When we woke, it was still snowing and we sat inside a cloud that blurred the ground, horizon, and sky all into one even color. There are lots of cliches for it: the inside of a ping pong ball, in the white room, or wading through a jug of milk, regardless, that is what we did all day. Flying pretty much completely on instruments, with the occasional wand to guide our way, we made our path down the lower Kahiltna to the airstrip. At one point, an errant black want appeared far off to the teams’ right. As we moved towards it, it shape began to shift eerily, until a black, Canada Goose head came into focus sticking out of the snow. As we realized what we were looking at, the goose shifted, it’s body erupting out of the snow, and it took a look at us and took off in flight, gliding away into the otherworldly landscape.

The poor visibility and trail breaking added time to our march out, and just after noon, we walked into Base Camp, triumphantly, and relieved to be done with the heavy packs and sleds. The weather however provided little hope of flying out, and with an organized low pressure system moving over our area for the next five days, there was some thought that we could be in for the long Base Camp wait. We set up tents, dug up our last cache, sorted gear into duffels to be ready for the flight out whenever it happened, and put snowshoes back on to the Base Camp community chore of packing out the runway. With our work accomplished, we settled into tents to try and calm our minds and find our waiting game zen. Imperceptibly, the tents began to grow lighter, and then a report from a high altitude sightseeing plane made it sound as though there might be a path for our bush planes to get in. Before we knew it, word came that the wonderful folks at K2 Aviation had launched every plane they had to come get us, and that four Otters were in the air on their way. We stripped camp in moments, and soon the silent sky was filled with the buzz of small aircraft as they all came into the runway in squadron formation. Hardly able to believe our luck, we threw bags aboard, found our seats, stowed our carryons, buckled our seatbelts and we were off.

Landing in Talkeetna after 23 days on the mountain is an amazing experience; it was raining lightly, and the colors, sounds of life, and smells were a massive influx on the senses. We jumped out of our three week old clothes and into cotton, and headed to the West Rib, the famous Talkeetna restaurant and bar, for a celebratory dinner followed by revelry at the Fairview. Just as quickly as the trip started, it wound down, as the team boarded a shuttle the next morning to Anchorage to catch flights back to home and our loved ones.

This trip was marked by a team that endured consistent spats of harsh weather, and endured it well. Sitting isn’t always easy, especially when you have to leave the tent into a blizzard every 45 minutes to dig out your tent again, but the team hung tough and stayed positive, and because of their wherewithal, were able to string together one of the more beautiful summit days that the guides have seen.

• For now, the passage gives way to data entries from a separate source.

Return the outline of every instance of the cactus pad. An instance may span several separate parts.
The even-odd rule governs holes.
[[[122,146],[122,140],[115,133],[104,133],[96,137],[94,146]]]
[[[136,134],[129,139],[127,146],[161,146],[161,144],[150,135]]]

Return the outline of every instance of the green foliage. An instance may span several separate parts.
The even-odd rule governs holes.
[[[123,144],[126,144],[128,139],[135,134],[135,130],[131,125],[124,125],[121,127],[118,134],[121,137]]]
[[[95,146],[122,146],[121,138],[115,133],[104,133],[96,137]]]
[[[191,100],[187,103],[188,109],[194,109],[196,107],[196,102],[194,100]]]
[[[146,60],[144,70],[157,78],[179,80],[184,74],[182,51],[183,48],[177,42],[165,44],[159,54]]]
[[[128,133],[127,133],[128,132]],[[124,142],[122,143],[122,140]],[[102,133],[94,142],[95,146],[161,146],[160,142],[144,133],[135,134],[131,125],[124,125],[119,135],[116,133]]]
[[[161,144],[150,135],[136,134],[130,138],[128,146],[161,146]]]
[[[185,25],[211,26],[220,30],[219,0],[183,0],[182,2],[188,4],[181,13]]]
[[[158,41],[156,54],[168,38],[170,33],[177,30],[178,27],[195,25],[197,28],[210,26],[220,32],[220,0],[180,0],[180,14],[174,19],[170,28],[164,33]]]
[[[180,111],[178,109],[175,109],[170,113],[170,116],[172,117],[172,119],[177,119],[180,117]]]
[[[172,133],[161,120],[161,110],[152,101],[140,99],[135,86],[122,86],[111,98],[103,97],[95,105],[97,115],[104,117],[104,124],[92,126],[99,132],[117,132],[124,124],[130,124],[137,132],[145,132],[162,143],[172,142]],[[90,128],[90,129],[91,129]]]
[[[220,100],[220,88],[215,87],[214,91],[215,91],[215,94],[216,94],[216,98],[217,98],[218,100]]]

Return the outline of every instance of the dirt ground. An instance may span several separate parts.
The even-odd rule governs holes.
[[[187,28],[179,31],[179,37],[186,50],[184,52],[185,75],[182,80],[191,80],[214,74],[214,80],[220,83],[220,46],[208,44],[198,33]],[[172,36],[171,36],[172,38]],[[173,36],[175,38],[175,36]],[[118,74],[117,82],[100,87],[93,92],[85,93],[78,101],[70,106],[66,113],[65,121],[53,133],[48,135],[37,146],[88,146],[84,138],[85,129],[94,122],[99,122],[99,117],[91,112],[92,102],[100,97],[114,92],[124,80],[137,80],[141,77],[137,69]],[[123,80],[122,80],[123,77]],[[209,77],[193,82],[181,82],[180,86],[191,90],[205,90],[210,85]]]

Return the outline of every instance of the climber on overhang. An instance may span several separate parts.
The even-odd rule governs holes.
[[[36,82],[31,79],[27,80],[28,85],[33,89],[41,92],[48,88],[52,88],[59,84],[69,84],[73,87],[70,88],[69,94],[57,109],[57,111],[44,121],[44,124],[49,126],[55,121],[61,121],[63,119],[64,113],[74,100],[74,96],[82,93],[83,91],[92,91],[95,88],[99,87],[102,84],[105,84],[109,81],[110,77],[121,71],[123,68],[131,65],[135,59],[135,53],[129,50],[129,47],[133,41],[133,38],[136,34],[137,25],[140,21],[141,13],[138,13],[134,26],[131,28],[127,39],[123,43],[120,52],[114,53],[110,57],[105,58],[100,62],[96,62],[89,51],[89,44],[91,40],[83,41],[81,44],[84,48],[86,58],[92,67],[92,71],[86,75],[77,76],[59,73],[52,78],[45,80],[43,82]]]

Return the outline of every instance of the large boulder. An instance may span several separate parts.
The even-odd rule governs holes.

We’d love to thank the whole team for their patience, strength, teamwork, and desire; it was an honor to climb with you all. Similarly, Robby and Jess are two of the most fantastic co-guides that one could ever hope to work with. It took us awhile to reach the top, but it made it that much more rewarding in the end. We’re closing out an incredible trip that everyone involved will remember for the rest of our lives. Thanks for following along on the journey.